In samples with an undoped barrier layer，the valence band remains relatively flat，and no 'second-plateau' turn-on voltage is observed. In contrast，samples with p-type doping in the barrier layer exhibit very low turn-on voltages，some even reaching positive biases. Both experimental results and theoretical calculations strongly suggest that p-type doping in the barrier layer introduces an additional barrier within the valence band.

This phenomenon can be attributed to two key factors：1） P-type doping in the BL tilts the valence band，reducing the valence band offset between the AL and the BL to zero or even to a positive bias； 2） In the PBn structure，the role of the AlAsSb barrier layer in governing the dark current and photocurrent of the photodetectors predominantly depends on the interface band alignment between the BL and the AL and the high impedance of the wide bandgap AlAsSb layer.

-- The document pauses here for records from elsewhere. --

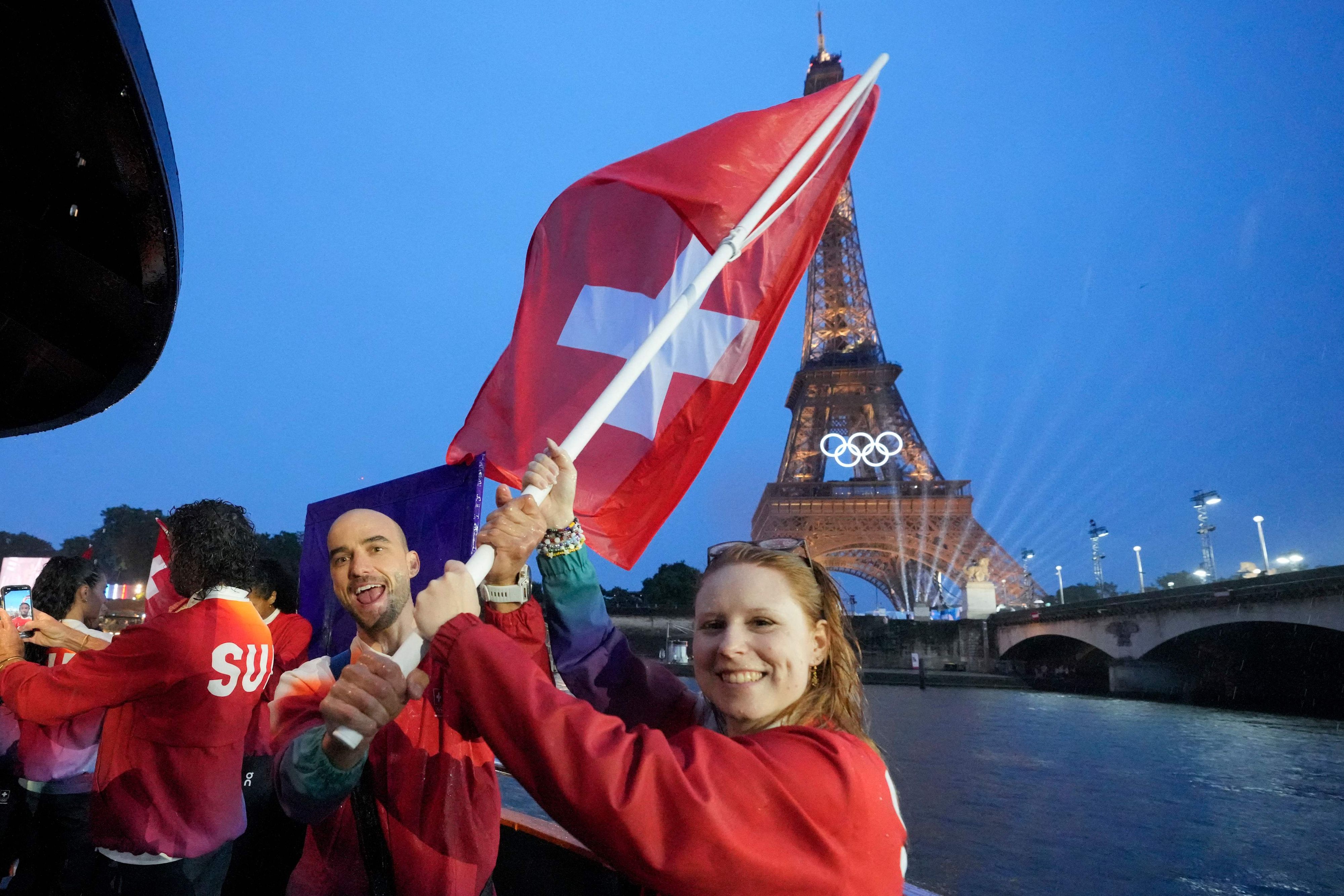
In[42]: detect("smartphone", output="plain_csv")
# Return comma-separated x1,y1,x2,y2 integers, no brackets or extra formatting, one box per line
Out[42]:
4,586,32,637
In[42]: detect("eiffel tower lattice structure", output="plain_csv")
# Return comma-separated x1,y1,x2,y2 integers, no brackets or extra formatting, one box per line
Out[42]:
751,17,1044,618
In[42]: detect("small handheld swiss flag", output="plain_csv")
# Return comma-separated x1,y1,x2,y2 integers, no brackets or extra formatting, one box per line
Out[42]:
448,78,878,568
145,518,181,621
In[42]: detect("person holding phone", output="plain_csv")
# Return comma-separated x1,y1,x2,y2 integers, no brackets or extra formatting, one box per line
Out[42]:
5,557,112,893
0,500,271,896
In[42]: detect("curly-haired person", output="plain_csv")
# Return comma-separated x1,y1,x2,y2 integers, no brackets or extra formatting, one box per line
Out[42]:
0,501,271,896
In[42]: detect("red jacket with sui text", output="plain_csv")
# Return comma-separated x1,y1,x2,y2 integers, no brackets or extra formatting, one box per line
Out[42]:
0,588,271,858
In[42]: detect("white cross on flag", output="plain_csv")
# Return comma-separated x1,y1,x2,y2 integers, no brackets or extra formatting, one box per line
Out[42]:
145,520,181,622
448,78,878,568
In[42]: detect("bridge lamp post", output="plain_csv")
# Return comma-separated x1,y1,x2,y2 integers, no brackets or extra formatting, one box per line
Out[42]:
1251,513,1270,575
1189,489,1223,579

The introduction of p-type doping at the interface between the BL and the AL effectively eliminates the barrier effect of this interface on carriers. P-type doping in the BL facilitates easy tunneling under positive bias voltage，reducing the junction impedance. This diminished barrier effect on the conduction band electrons weakens its influence on most carriers. Consequently，it allows for the transverse tunneling of electrons from the AL to the electrode layer at a lower positive bias voltage.

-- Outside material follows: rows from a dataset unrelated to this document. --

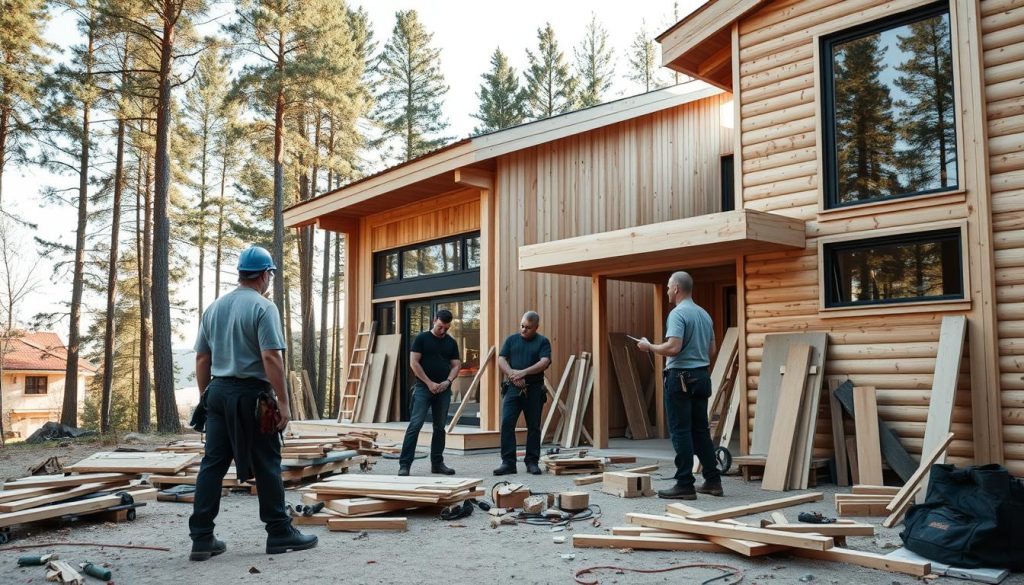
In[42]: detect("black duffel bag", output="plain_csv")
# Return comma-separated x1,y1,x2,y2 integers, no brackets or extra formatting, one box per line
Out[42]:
900,464,1024,571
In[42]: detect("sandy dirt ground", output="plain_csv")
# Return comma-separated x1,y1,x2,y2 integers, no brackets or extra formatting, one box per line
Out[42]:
0,437,1024,585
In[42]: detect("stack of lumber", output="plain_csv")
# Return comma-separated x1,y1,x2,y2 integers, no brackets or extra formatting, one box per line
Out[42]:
0,472,157,541
541,452,604,475
572,493,931,577
296,475,484,530
541,351,594,448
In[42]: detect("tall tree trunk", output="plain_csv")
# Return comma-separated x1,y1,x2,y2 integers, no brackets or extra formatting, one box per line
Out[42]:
60,13,95,426
213,138,227,300
331,234,344,418
151,8,181,432
138,133,153,432
299,112,316,409
197,113,210,322
99,107,127,432
0,106,10,204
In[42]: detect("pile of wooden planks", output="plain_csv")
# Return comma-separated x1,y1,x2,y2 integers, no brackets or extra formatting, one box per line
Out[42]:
296,475,484,530
541,351,594,448
572,493,931,577
0,471,157,543
541,451,605,475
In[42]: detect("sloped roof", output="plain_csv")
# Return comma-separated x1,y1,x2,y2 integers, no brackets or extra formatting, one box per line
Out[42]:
3,331,96,374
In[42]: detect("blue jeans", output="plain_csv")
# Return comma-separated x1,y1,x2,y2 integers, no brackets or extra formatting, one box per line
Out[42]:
398,382,452,467
665,368,722,488
502,382,548,466
188,378,292,540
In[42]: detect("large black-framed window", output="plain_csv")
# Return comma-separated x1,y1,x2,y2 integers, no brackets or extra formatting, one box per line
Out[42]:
823,227,965,307
374,232,480,298
820,2,958,208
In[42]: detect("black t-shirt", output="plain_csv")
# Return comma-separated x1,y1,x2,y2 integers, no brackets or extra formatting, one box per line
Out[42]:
413,330,459,383
498,333,551,384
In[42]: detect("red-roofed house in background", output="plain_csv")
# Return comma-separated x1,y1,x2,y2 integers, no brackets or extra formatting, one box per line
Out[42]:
0,331,96,438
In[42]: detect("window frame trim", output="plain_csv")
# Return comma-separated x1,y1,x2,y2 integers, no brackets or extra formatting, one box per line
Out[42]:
811,0,967,214
817,219,971,318
22,374,50,396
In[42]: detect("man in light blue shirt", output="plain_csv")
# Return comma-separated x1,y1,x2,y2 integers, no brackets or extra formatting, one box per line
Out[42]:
637,271,724,500
188,246,317,560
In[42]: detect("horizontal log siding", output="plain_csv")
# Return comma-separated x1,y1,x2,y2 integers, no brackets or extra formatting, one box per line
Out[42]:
983,0,1024,475
738,0,1024,474
497,95,732,436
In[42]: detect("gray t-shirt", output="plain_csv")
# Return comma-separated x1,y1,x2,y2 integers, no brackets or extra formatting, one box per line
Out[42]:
665,299,715,369
195,287,285,380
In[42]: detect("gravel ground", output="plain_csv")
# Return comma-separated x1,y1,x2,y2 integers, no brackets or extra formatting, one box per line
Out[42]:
0,436,1024,585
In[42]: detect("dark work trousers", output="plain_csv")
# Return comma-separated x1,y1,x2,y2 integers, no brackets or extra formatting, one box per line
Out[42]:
502,381,547,465
665,368,722,488
188,378,292,540
398,382,452,467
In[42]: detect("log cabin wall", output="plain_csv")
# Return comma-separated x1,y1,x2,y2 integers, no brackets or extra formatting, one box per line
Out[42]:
981,0,1024,475
496,94,733,436
733,0,1024,474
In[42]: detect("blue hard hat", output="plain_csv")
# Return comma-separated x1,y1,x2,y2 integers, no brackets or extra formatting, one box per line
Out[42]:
239,246,278,273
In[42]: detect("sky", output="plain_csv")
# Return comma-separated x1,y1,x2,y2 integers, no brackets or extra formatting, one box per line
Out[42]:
3,0,702,347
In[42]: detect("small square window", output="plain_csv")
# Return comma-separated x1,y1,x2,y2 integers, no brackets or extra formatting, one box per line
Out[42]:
823,228,965,307
821,3,958,208
25,376,47,394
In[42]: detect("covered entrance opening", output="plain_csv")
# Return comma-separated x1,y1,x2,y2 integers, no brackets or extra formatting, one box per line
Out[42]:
519,209,806,449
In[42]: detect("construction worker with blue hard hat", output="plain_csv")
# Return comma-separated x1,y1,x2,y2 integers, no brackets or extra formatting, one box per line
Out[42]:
188,246,317,560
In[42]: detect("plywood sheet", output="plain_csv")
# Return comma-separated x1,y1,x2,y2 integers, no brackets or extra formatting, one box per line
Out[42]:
751,332,827,455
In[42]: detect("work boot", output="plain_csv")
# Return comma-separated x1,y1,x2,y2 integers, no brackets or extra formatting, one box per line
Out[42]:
657,484,697,500
430,463,455,475
495,463,518,475
188,536,227,560
697,482,725,498
266,527,318,554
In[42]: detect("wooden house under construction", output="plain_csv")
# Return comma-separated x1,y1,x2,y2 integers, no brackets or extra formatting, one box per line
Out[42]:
286,0,1024,475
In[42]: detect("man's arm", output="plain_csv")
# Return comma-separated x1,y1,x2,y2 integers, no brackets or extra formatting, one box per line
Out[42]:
196,352,213,398
260,349,292,430
409,351,440,394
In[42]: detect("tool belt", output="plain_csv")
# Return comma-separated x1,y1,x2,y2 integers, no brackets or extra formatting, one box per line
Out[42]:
256,392,283,434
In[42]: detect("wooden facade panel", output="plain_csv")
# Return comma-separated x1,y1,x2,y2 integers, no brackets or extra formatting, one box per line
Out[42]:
981,0,1024,473
496,95,733,436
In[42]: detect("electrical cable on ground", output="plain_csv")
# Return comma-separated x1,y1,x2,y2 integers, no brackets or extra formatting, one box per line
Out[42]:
572,562,743,585
0,542,171,552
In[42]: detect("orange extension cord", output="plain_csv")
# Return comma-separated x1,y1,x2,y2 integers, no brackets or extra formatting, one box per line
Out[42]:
573,562,743,585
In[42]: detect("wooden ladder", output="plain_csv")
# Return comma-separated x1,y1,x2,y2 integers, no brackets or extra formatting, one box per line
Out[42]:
338,321,377,422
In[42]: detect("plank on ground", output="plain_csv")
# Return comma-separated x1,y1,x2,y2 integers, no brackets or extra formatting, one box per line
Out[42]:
626,513,833,550
669,492,824,521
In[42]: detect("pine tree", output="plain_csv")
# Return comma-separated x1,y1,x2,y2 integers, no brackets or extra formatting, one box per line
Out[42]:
834,35,897,202
626,23,665,93
575,13,615,108
0,0,52,202
374,10,449,161
473,48,526,134
526,23,579,120
895,15,956,192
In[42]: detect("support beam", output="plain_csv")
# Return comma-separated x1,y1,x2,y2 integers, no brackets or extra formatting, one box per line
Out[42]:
452,167,495,191
590,277,611,449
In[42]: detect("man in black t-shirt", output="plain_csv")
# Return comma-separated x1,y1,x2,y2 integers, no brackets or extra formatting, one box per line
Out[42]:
495,310,551,475
398,308,462,475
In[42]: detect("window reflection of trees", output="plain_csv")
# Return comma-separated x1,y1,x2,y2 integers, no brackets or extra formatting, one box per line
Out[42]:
833,9,957,204
835,238,963,303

Conversely，samples that remain unintentionally doped in the BL do not exhibit tunneling characteristics even at a positive bias voltage of 3 V. Under these conditions，the majority of electron carriers in the AL are effectively blocked.

This study presents a comprehensive examination of PBn InAsSb photodetectors with a p-type doped BL，incorporating both simulation and experimental results. It is noteworthy that the p-type doping concentration demonstrates minimal influence on the dark current （J_dark）. However，it significantly impacts several other key parameters，including activation energy （E_a），turn-on voltage，and tuning current.

The introduction of p-type doping creates a hole trap in the valence band of AlAsSb，leading to the emergence of the 'second plateau' turn-on voltage. This hole trap subsequently blocks both photocurrent and dark current under low reverse bias voltages. As the reverse bias voltage increases，the previously blocked carriers within the hole trap become extractable. The p-type doped BL is instrumental in facilitating tunneling at lower bias voltages.

Notably，the 'second-plateau' reverse turn-on voltage and the positive tunneling characteristics vanish in the case of the UID BL sample. In such samples，the presence of two space charge regions on either side of the UID BL plays a pivotal role in blocking the majority carriers in both the absorption and contact layers.

Through the analysis of p-type doping in InAsSb photodetectors，we gain valuable insights into transport properties and the energy band structure within PBn designs. This knowledge is instrumental for optimizing structure designs and enhancing the performance of high operating temperature （HOT） photodetectors.

The MWIR InAsSb application market is promising for a wide range of applications，because the HOT photodetectors can achieve SWaP³ （size smaller，wight lighter，performance higher，power lower and price cheaper）. IRnova，SCD，Raytheon Vision Systems and Leonardo UK are developing MWIR InAsSb products for the next generation infrared equipment.